Он нагнулся, осторожно подхватил членистоногое и поднес к глазам, желая удостовериться, что это действительно представитель вида Hemigrapsus sanguineus, завезенного в Америку в 1988 году. Спустя почти двадцать лет он заселил все Атлантическое побережье от Мэна до Каролины и стал настоящим бедствием, вытесняя местные виды крабов и угрожая знаменитому североамериканскому лобстеру. Так-то и происходит нарушение экосистемы океана, о чем большинство людей не имеют понятия. Со временем азиатский краб может заместить лобстера в пищевой цепочке, вот только… только никто же не станет есть азиатского краба.

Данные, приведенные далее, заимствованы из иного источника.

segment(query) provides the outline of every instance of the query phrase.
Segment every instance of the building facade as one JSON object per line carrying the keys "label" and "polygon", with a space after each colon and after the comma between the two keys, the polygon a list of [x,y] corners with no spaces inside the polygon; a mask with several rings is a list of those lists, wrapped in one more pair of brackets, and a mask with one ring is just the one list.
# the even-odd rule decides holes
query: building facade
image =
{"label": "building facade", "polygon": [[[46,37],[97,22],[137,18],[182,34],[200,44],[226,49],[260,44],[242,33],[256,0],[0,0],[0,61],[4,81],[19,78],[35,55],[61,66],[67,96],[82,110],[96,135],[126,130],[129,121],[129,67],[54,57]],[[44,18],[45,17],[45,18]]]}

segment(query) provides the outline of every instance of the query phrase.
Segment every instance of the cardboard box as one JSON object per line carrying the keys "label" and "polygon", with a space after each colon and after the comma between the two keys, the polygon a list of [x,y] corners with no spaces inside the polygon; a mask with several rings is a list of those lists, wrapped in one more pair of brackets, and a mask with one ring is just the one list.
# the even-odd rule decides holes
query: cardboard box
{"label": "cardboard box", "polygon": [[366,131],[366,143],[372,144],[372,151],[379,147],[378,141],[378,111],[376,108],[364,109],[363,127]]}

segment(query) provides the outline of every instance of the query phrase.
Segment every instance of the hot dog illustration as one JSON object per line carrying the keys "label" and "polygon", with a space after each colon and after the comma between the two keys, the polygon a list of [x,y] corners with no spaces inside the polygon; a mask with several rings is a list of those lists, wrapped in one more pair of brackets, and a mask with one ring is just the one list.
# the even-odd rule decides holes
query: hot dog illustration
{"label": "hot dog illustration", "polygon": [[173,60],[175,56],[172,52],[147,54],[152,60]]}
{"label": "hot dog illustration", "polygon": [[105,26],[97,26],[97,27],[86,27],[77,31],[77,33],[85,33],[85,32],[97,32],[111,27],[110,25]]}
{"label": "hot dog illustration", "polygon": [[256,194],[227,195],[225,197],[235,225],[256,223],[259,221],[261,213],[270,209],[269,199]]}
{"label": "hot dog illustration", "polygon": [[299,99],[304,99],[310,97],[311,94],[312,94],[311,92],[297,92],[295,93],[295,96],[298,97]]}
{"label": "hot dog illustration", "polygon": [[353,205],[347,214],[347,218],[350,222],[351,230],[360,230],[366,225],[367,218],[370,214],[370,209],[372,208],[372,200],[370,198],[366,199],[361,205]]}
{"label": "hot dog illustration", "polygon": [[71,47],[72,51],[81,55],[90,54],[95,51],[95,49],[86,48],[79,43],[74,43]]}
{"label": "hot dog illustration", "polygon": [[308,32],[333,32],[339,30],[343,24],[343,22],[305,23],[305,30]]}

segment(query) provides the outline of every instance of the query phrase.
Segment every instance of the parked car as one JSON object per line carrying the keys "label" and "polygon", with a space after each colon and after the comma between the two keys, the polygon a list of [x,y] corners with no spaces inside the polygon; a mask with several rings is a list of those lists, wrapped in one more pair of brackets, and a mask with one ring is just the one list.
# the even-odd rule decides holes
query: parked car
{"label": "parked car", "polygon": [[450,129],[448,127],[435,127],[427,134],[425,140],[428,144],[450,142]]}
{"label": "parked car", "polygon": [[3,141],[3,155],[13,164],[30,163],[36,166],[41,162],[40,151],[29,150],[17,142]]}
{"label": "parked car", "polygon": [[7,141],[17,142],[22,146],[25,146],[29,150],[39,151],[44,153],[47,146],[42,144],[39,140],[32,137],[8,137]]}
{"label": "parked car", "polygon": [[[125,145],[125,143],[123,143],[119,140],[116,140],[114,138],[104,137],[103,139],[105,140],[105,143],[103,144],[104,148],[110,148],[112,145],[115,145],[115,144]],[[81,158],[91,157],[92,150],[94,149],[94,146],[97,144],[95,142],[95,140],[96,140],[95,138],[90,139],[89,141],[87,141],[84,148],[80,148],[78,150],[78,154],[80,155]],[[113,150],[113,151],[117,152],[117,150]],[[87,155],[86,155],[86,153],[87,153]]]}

Рассматривая крабика, Аттикус подумал, что надо бы его раздавить, пока тот не обзавелся потомством и не продолжил завоевание побережья. Но он не в силах был совершить убийство, хотя бы и представителя низшего вида. Да, местную экосистему необходимо очистить от пришельцев, но пусть этим займутся другие. Он сообщит о своей находке, и специальная команда выедет на побережье, чтобы найти и уничтожить всех азиатских крабов. Побуждение благородное, но — тщетное, скорее всего.

«Вроде бы не моя работа», — подумал Аттикус.

Он занимался изучением и охраной редких видов животных, в основном крупных млекопитающих, обитающих у берегов Новой Англии: горбатый кит, малый полосатик, финвал, североатлантический гладкий кит, а также дельфины, тюлени и акулы. Аттикус работал по контрактам с Бостонским океанариумом, Центром по изучению китов Новой Англии и другими частными организациями. Но наибольший доход приносила работа с крупными заказчиками, в первую очередь ВМС США, с которыми он сотрудничал весьма тесно. Шесть месяцев в году и, бывало, по несколько недель кряду он проводил в море: отслеживал пути миграции животных, идентифицировал их, прикреплял радиомаячки. Работая на военных, Аттикус довольно часто подписывал документы о неразглашении. Это его беспокоило мало: платили исправно, так что с какой бы стати ему напарываться на конфликт?

Но теперь и это уже не имело значения. Через неделю и Рай, и работа превратятся в воспоминания. Аттикус посадил крабика в лужу и, перепрыгивая с камня на камень, направился к дороге. Набирающий силу прилив преследовал по пятам. Увязая в песке, он преодолел полосу пляжа, затем защитную насыпь, с вершины которой бросил взгляд на дома, и спустился к шоссе.

Сев в старый красный «форд эксплорер», Аттикус включил зажигание. Синие цифры часов на приборной доске напомнили, что он опаздывает. Вздохнув, Аттикус отпустил сцепление и выехал на трассу. Воспоминания о прошлом уступили место беспокойству за будущее. Остаток дня обещал быть непростым. Надо как-то сообщить Джионе, что через несколько дней они уезжают в Энн-Арбор. Да, так оно будет лучше для них обоих — однако меньше всего он хотел бы причинить дочери очередную боль.